La llegada de Bad Bunny a Lima para sus conciertos de enero desató una ola de expectativa que rápidamente fue aprovechada por las marcas. Más allá del espectáculo, el fenómeno se convirtió en una oportunidad de conversación cultural: empresas de distintos rubros activaron contenidos en redes sociales que dialogan con el universo visual y simbólico del artista, buscando relevancia y cercanía con el público.
Supermercados, tiendas de conveniencia y cadenas minoristas se sumaron con piezas gráficas y mensajes inspirados en íconos asociados a la gira, como la conocida “casita” del concepto visual del tour. Algunas marcas interpretaron ese elemento para integrarlo a su identidad, mientras otras lo usaron para bromear sobre abrir “sucursales” temporales o recibir a los fans antes de ir al estadio.
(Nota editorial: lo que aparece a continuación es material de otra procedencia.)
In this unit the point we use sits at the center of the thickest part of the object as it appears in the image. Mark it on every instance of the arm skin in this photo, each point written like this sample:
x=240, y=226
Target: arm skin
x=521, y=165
La tendencia no se limitó al sector privado. Incluso la Autoridad de Transporte Urbano participó de la conversación con una publicación inspirada en la estética del último álbum de Bad Bunny, aprovechando el momento para informar sobre paraderos y servicios especiales para los días de concierto. Así, el marketing coyuntural se combinó con información útil para miles de asistentes.
Estas activaciones no buscan necesariamente ventas inmediatas, sino construir vínculo y recordación de marca en un contexto cultural de alto impacto. En un entorno donde la atención es un bien escaso, sumarse con ingenio a un evento pop masivo permite a las marcas mostrarse actuales, relevantes y conectadas con su audiencia.